Genel

“Gerçi Rum İsekde Rumca bilmez”

Yazan: sayfasında

UNESCO’nun (Birleşmiş Milletler Eğitim Bilim ve Kültür Örgütü) 19 Şubat’ta yayınladığı Tehlike Altındaki Diller Atlası (Atlas of the World’s Languages in Danger) dünyanın çeşitli ülkelerinden toplam 33 dilbilimci ve editörün katkısıyla hazırlandı. Araştırmaya göre, Türkiye’de yok olduğu kabul edilen dillerden biri “Cappadocian Greek” yani Kapadokya Yunancası. 2005 yılında Yunanistan’da tekrar keşfedildiği savunulan bu dil hakkında […]

UNESCO’nun (Birleşmiş Milletler Eğitim Bilim ve Kültür Örgütü) 19 Şubat’ta yayınladığı Tehlike Altındaki Diller Atlası (Atlas of the World’s Languages in Danger) dünyanın çeşitli ülkelerinden toplam 33 dilbilimci ve editörün katkısıyla hazırlandı.

Araştırmaya göre, Türkiye’de yok olduğu kabul edilen dillerden biri “Cappadocian Greek” yani Kapadokya Yunancası. 2005 yılında Yunanistan’da tekrar keşfedildiği savunulan bu dil hakkında henüz bir yayın yok. Öte yandan nüfus mübadelesinden önce Orta Anadolu’da Rumlar tarafından konuşulan, ancak Yunan harfleriyle yazılan Türkçe’nin (Karamanlıca), Türkçe bilmeyen araştırmacılar tarafından sık sık Yunanca ile karıştırılması, “Kapadokya Yunancası” olarak isimlendirilen bu dilin Karamanlıca olma ihtimalini kuvvetlendiriyor.
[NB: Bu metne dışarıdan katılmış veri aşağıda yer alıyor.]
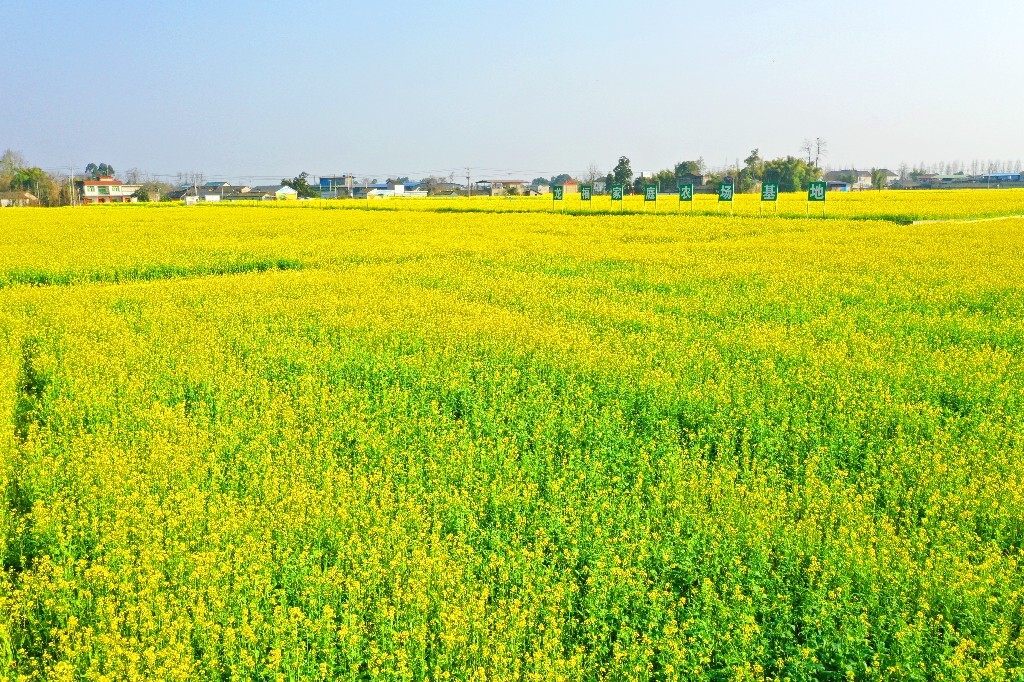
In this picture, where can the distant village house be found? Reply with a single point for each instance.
(105, 189)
Keşif olarak sunulan bu dil gerçekten de Yunanca değil ise, bilgisizlikten doğan bin yanlış ya da siyasal bir çarpıtma söz konusu.

Atlastaki notlar

Atlas’ın Türkiye bölümündeki araştırmada imzası bulunan, Helsinki Üniversitesi Fin-Ugur Dilleri Kürsüsü Öğretim Üyesi Tapani Salminen “Kapadokya Yunancası”yla ilgili şu notları düşüyor: “Nüfus mübadelesi öncesinde Orta Anadolu’daki Kapadokya bölgesinde, özellikle Konya Sille’de, Kayseri civarı ve Faraşa’da konuşuluyordu. Mark Janse and Dimitris Papazachariou 2005 yılında Yunanistan’da bu dili konuşanları keşfedene kadar Yunanca’nın bir lehçesi olan Kapadokya Yunancası’nın yok olduğu sanılıyordu.”
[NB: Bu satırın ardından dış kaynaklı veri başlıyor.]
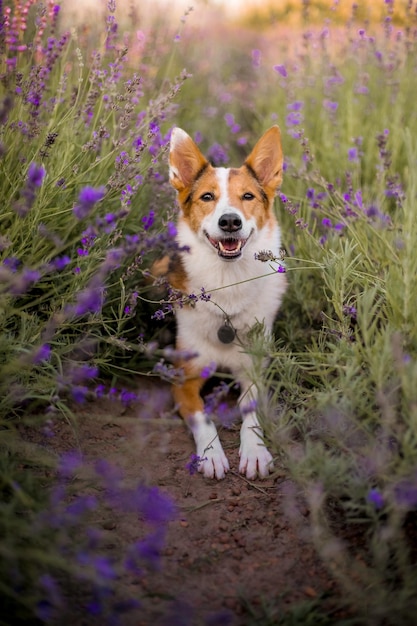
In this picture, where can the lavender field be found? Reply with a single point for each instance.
(87, 105)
Üniversitenin sitesinde yer özgeçmişine göre Avrupa ve Kuzeybatı Asya’da tehlike altındaki diller, Salminen’in uzmanlık konuları arasında yer alıyor. 47 yaşındaki dilbilimci UNESCO’nun 1993’te yayınladığı Avrupa’da Tehlike Altındaki Diller Raporu’nda (UNESCO Red Book Report on Endangered Languages: Europe)
da derleyici olarak görev aldı.

Dil kâşifleri

Yine üniversite sitesindeki yayın listesine göre Salminen’in doğrudan Türkiye ya da Türkçe ile ilgili bir yayını bulunmuyor.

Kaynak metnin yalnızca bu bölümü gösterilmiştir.